Old Farmer Joe went to the big city one weekend and attended the big city church. He came home and his wife asked him how it was.
“Well,” said the farmer. “It was good. They did something different, though. They sang praise choruses instead of hymns.”
“Praise choruses?” she asked. “What are those?”
“Oh, they’re OK,” said the farmer. “They’re sort of like hymns, only different.”
“What’s the difference?” said his wife.
“Well,” said the farmer, “If I said, ‘the cows are in the corn,’ that would be a hymn. But if I were to say to you,
‘Martha, Martha, Martha, O Martha, Martha, Martha,
The cows, the big cows, the brown cows, the black cows, the black and white cows,
The COWS, COWS, COWS are in the CORN, CORN, CORN!
They’re in the corn, they’re in the corn, they’re in the CORN, CORN, CORN!’
….and if I were to repeat the whole thing four or five times, then that would be a praise chorus.”
The next weekend his nephew, a young Christian from the big city, came to visit his Uncle Joe and Aunt Martha. He attended their local church in the small town. When he went home his mother asked him how it was.
“Well,” he said, “it was good. They did something different, however. They sang hymns instead of praise choruses.”
“Hymns?” asked his mother. “What are those?”
The young man said, “Well, it’s like this. If Uncle Joe were to say to Aunt Martha, ‘the cows are in the corn,’ then that would be a praise chorus. But if he were to say:
‘Oh Martha, dear Martha, oh hear thou my cry; inclinest thine ear to the words of my mouth.
Turn thou thine whole wondrous ear by and by, to the righteous, inimitable, glorious truth.
Yea those cows in glad bovine, rebellious delight,
Have broken free from their shackles, their warm pens eschewed.
Then goaded by minions of darkness and night,
They all my mild Chilliwak sweet corn have eschewed!’
And if he were to do only verses one, three and four and do a key change in the last verse, then that would be a hymn.”
Seriously, folks, this exaggerated illustration is obviously overstated. The ongoing conversation regarding personal preferences in worship style or format could be summarized in many ways, not the least of which is simply this: So long as the words are Christ centered, biblically based and faith strengthening, beauty is in the eye of the beholder.

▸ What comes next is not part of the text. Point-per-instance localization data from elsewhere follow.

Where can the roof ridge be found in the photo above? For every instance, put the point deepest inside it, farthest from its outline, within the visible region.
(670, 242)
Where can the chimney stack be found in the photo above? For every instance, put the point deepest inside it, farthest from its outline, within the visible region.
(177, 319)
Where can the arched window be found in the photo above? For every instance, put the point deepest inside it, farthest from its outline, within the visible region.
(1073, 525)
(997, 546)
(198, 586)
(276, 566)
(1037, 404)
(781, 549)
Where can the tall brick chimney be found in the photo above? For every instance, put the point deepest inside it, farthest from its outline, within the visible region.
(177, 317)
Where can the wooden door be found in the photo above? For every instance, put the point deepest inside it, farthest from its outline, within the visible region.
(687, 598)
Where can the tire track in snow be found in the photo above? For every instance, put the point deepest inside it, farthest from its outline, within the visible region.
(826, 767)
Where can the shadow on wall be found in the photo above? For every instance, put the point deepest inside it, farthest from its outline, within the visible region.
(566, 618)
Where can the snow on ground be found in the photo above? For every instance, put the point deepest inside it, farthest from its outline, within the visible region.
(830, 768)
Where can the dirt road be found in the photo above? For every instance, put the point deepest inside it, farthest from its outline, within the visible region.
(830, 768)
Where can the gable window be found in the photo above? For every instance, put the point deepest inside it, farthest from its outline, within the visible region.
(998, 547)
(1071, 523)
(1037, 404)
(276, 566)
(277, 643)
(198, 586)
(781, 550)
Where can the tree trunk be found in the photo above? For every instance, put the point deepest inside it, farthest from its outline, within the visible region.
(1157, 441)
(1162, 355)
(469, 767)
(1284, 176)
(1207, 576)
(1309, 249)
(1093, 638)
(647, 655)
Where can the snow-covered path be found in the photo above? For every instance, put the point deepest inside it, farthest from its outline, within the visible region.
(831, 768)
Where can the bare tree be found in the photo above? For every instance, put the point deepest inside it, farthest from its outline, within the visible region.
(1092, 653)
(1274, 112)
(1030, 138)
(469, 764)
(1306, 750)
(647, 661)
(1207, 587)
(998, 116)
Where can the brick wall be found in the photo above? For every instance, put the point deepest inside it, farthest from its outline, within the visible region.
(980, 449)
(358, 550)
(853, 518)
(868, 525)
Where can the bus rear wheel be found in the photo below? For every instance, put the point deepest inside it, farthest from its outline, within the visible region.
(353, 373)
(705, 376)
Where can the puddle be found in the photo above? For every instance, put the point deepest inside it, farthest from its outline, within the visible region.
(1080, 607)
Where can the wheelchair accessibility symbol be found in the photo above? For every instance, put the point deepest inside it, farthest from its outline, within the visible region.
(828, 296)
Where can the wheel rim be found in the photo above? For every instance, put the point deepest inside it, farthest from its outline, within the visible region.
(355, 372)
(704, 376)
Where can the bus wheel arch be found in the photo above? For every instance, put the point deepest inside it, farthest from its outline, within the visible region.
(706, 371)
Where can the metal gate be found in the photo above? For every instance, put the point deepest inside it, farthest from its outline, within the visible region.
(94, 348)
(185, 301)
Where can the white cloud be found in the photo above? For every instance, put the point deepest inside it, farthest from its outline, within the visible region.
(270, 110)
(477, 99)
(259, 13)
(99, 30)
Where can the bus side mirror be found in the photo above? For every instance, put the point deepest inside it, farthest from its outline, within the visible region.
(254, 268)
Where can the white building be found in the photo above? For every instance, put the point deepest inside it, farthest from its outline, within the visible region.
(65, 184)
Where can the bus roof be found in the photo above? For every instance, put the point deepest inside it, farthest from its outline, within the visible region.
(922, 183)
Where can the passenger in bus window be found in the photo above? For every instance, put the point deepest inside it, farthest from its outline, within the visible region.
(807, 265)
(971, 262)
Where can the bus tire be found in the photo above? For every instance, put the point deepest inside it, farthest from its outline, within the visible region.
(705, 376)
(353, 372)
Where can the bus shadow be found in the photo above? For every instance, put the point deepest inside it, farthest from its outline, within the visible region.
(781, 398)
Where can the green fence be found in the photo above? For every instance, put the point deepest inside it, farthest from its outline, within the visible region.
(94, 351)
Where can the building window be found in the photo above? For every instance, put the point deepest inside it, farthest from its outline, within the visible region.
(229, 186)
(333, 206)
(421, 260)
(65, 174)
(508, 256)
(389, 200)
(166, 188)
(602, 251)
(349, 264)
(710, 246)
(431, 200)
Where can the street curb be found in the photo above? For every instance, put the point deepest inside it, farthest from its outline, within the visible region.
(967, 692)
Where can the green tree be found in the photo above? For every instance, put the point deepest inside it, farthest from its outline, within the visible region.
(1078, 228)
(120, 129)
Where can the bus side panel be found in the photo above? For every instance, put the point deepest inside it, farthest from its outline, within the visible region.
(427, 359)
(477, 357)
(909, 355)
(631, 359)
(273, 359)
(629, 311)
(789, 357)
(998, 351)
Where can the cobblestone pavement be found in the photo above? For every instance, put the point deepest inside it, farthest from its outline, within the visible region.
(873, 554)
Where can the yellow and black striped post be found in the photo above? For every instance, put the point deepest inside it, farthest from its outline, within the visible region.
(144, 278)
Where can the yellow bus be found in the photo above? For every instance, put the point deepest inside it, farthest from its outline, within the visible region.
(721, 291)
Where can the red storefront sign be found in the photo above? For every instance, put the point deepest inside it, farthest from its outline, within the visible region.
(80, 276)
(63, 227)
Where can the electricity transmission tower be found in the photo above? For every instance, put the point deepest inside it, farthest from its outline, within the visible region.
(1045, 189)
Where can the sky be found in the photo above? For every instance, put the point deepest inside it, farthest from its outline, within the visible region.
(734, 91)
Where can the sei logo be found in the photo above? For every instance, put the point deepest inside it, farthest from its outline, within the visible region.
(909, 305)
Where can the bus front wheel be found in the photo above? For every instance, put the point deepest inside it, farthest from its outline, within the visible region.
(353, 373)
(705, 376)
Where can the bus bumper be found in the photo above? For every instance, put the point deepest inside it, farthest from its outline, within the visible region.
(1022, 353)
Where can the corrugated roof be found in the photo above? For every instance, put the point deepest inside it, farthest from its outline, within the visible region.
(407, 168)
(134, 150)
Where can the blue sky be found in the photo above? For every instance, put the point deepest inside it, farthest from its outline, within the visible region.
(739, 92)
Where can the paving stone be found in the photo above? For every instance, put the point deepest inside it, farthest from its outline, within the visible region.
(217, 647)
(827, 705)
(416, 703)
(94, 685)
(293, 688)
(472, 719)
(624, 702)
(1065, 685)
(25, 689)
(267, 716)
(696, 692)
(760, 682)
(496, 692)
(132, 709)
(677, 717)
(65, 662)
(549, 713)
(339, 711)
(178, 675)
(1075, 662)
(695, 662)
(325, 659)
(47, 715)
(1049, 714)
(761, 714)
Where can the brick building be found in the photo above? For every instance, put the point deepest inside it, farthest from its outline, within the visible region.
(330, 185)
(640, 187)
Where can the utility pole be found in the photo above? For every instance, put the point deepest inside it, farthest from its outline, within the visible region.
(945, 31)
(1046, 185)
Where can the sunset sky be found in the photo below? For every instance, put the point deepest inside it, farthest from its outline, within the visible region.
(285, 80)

My contention has always been simple. If we’re going to do traditional worship, let’s pick hymns that are easily and joyfully sung. If we’re going to do contemporary worship, let’s pick songs or praise choruses that are easily and joyfully sung, especially by groups and not just by soloists.
In both cases the objective is to aid and assist worshipers in singing praises from their hearts to our great and gracious God, Father, Son and Holy Spirit! Amen? Amen!